Zekâttan bu kadarını bilmek muhakkak lazımdır. Bundan sonra anlaşılmayan bir şey varsa sormalıdır.

Devam edecek…

Kimyay-i Saadet (İmam-i Ğazali)

Allah-u Teâlâ hazretleri (c.c.) bizlere ve sizlere fakirlerin hakkı olan zekatını bi hakken yerine getiren kullarından eylesin. Amin

Fuad Yusufoğlu

Zekât- 6

09 Kasım 2008

Çağ-Çağ deresi (BOR-E GÜNDÜK) Nusaybin

Zekât Nasıl Verilir;

Zekât verirken beş şey’e dikkat etmek lazımdır:

1- Zekât verirken niyet farzdır. Eğer bir kimseyi vekil ediyorsa, vekil yaparken niyet etmelidir. Yahut da vekile zekâtını verirken niyet etmesini söylemelidir. Küçük çocuğun malının zekâtını veren veli de niyet eder.

2- Sene tamam olunca acele etmelidir. Çünkü özürsüz tehir etmek, geciktirmek doğru değildir. Fıtır zekatını bayramdan sonraya bırakmak caiz değildir.

Fakat Ramazanda vermek, yani erken vermek caizdir. Ramazandan önce verilmesi gereken zekâtı erken vermek, bütün bir sene içinde caizdir.

Ama verdiği kimse o senenin sonuna kadar fakir kalmak şartiyle ciazdir. Sene tamam olmadan önce ölürse, yahut zengin olursa, yahut mürted olur, yani dinden çıkarsa, o zekatı bir daha vermek icab eder.

3- Her cinsin zekatını, kendi cinsinden vermelidir. Gümüş yerine altın, arpa yerine buğday, yahut da kıymeti miktarda başka mal verirse Şafi-i mezhbine göre caiz değildir.

4- Malının bulunduğu yerde zekât vermelidir. Çünkü fakirlerin onun malında gözü vardır. Eğer bşka bir şehirdekilere verirse, esah olan zekâtını vermiş olur.

5-Zekâtı ne kadarsa sekiz çeşit kimseye taksim etmelidir. Her çeşitten üç insandan az olmamalıdır.

Hepsi yirmidört kişi eder. Eğer bir dirhem zekâtı varsa, Şafi-i mzhebine göre (Hanefi mezhebine göre değil) bütün bu insanlara vermesi farzdır.

Sekiz kısımda da müsavi (eşit) olmalıdır.

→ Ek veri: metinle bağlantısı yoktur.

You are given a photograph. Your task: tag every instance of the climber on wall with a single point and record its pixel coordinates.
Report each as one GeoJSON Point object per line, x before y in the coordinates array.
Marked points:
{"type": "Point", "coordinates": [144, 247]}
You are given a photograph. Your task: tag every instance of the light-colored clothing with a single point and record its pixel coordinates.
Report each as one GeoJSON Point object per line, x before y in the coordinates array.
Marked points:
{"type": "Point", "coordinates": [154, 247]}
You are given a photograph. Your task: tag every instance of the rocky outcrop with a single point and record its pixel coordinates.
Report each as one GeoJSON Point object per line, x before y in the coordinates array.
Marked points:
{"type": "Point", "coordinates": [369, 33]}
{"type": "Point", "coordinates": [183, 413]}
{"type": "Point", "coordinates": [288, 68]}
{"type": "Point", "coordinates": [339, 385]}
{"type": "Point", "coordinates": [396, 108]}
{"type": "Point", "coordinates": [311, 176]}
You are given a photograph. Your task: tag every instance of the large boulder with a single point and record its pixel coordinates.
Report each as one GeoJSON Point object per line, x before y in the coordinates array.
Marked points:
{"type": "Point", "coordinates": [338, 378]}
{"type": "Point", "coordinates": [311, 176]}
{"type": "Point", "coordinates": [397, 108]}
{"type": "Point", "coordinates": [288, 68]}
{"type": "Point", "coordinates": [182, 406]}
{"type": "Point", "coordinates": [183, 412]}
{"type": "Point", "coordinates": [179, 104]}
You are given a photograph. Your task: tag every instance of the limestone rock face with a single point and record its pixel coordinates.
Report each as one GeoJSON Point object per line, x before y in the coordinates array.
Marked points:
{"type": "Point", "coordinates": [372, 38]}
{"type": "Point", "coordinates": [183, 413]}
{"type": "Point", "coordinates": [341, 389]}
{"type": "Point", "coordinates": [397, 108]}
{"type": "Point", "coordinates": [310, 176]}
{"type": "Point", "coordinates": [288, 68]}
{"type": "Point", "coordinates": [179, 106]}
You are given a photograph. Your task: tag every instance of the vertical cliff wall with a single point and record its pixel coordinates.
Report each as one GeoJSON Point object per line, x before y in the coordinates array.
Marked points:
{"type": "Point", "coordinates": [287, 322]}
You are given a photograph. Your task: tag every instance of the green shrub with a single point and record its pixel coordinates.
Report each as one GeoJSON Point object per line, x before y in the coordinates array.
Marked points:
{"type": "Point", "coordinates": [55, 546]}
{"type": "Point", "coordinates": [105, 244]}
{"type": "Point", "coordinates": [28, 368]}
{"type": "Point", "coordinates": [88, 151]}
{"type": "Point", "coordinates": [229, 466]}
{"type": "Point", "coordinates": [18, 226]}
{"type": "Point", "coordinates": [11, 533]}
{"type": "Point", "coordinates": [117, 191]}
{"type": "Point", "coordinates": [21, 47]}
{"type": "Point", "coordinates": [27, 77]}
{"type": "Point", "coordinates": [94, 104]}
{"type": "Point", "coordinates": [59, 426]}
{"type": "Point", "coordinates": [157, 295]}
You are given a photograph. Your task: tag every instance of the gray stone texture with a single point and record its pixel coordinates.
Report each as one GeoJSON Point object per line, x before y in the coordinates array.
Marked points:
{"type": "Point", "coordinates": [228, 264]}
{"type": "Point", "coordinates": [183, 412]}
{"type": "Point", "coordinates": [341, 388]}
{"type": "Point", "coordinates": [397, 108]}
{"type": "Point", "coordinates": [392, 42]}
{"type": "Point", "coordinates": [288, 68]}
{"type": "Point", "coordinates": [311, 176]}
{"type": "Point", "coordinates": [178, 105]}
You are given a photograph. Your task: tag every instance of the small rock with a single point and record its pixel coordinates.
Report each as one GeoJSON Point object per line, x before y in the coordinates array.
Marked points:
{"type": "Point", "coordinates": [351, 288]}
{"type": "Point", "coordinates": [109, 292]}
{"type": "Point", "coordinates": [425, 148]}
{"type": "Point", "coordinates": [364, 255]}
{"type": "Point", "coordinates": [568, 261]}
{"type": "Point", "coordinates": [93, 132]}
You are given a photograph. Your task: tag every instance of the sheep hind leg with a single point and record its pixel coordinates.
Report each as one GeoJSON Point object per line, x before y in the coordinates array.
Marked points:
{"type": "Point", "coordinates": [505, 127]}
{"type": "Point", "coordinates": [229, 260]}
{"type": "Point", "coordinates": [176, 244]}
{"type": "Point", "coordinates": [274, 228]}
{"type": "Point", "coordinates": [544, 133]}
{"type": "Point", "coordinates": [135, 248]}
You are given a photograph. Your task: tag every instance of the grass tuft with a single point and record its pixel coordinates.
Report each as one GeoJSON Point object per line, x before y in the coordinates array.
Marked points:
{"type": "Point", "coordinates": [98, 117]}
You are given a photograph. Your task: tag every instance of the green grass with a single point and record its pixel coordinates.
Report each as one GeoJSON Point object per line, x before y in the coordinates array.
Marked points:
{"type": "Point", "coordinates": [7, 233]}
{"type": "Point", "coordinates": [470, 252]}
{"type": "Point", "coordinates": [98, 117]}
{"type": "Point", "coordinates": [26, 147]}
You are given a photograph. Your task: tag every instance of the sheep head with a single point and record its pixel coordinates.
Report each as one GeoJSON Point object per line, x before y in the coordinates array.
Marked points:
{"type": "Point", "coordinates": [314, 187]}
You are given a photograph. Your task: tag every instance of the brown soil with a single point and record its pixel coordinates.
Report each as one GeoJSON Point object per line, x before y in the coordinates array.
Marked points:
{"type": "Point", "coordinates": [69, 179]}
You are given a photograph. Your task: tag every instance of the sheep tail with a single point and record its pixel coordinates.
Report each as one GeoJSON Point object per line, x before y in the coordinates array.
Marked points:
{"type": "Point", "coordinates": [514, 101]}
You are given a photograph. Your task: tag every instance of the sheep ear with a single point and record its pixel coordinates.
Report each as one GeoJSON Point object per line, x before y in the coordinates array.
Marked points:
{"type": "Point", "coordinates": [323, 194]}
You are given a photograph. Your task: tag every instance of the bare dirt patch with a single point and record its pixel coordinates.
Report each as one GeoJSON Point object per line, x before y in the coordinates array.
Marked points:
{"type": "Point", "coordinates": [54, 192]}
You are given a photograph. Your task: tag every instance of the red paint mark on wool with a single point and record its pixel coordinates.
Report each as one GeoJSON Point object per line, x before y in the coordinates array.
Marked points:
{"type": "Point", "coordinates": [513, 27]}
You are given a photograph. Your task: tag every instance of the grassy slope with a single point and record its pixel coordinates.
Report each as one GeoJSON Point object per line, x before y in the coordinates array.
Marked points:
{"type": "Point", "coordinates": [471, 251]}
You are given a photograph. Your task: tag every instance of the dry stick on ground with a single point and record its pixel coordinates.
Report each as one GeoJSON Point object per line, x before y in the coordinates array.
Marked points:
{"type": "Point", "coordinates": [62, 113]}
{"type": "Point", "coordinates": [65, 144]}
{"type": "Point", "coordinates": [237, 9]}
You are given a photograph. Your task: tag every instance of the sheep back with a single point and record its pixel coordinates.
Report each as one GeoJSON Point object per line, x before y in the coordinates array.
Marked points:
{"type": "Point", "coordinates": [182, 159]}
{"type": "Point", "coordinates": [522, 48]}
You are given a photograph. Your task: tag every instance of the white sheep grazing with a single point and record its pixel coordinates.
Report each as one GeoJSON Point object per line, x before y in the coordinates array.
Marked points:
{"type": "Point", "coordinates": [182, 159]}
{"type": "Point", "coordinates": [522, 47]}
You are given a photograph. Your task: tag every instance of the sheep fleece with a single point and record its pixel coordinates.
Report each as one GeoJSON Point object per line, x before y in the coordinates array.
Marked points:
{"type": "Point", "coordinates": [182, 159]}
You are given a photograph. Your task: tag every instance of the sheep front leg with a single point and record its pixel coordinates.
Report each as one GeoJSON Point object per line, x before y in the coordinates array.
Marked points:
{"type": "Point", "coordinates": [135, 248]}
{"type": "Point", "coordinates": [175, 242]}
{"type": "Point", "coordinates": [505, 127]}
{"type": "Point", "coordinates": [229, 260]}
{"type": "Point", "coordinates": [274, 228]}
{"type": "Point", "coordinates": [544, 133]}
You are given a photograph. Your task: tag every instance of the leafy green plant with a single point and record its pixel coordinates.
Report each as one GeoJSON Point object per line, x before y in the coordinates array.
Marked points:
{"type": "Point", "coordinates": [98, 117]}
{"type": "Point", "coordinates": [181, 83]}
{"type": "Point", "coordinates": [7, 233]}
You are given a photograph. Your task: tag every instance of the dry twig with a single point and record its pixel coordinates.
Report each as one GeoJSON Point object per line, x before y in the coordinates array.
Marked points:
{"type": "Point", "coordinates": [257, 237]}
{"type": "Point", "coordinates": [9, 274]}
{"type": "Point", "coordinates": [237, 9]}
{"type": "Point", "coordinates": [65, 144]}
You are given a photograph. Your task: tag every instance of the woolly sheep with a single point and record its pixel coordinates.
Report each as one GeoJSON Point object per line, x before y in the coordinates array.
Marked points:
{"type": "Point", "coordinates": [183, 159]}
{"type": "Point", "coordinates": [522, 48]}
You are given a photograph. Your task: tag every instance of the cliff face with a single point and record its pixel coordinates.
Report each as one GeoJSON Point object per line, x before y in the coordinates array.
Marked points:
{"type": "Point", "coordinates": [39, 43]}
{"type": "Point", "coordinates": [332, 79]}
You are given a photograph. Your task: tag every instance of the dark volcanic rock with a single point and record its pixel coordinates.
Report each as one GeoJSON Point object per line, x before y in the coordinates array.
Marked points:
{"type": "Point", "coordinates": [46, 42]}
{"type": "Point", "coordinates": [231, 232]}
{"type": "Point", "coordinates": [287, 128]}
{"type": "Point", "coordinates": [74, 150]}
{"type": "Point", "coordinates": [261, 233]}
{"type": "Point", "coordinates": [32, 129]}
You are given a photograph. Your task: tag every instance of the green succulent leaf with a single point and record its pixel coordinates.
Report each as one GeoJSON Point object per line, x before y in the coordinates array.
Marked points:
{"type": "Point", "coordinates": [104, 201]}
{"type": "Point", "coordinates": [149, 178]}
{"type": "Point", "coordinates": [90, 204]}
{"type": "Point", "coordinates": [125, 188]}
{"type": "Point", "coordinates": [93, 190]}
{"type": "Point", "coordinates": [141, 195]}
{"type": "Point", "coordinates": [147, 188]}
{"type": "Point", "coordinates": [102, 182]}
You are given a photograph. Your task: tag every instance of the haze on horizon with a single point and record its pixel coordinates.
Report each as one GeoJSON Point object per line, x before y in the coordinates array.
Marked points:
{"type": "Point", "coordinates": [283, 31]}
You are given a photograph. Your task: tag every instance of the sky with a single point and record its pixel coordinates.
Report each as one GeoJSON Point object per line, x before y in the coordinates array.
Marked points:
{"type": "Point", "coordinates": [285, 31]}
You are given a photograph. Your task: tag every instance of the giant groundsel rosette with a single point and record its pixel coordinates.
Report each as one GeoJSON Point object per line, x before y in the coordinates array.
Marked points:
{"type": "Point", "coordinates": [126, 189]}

Sonra bu sekizde bir kısmı üç kişiye taksim eder. İsterse fazla da verebilir. Zamanımızda (yani Ğazali’nın zamanında) bu sekiz kısım insandan üç kısım daha azdır. Gazi, müellefe ve zekât toplayıcılar.

Fakat fakir, miskin,mükâteb,ibni’s-sebil ve borçlular çoktur. O halde zekât veren kimsenin, Şafi-i’ye göre (Radiayllah-u anh) en az onbeş kimseye vermesi lazımdır.

Şafi-i mezhebi bu iki mes’elede zordur; Biri, yerine karşılığının verilememesi, biri de bu sekiz kısım insandan her birine muhakkak verilmesi. Bunun için bir çok insanlar, bu iki mes’elede Ebû Hanife (r.a.) nın mezhebine yani Hanefi mezhebine göre zekat veriyorlar. Bu haraketleri ile mes’ul olmayacaklarını umarız, İnşaallahü Teâlâ.

Devam edecek…

Kimyay-i Saadet (İmam-i Ğazali)

Allah-u Teâlâ hazretleri bizleri ve sizleri fakirların hakkı olan zekatı başa kakmadan veren Salih kullarından eylesin. Amin.

Fuad Yusufoğlu

Zekât- 7

09 Kasım 2008

Kasyan ziyaret (Eski mezarlık) Navala- sipi

Zekât alan bu sekiz sınıf hangileridir?

1- Fakirler:

Fakir, hiçbir şey’i olmayan, hiçbir kazanç yapamayan kimseye denir. Günlük. Günlük yiyeceği ve giyeceği varsa fakir değildir.

Bir günlük ve gecelikten fzla yiyeceği yoksa, fakat paltosu yok, yalnız gömlerği varsa, yahut paltosu var, gömleği yoksa, fakir ayılır.

Bir aletle çalışacak vaziyete olsa, fakat aleti olmazsa, fakirdir. İlim talebesi olup başka işte çalışmakla ilimden geri kalacaksa fakirdir. Böyle fakirlik az olur.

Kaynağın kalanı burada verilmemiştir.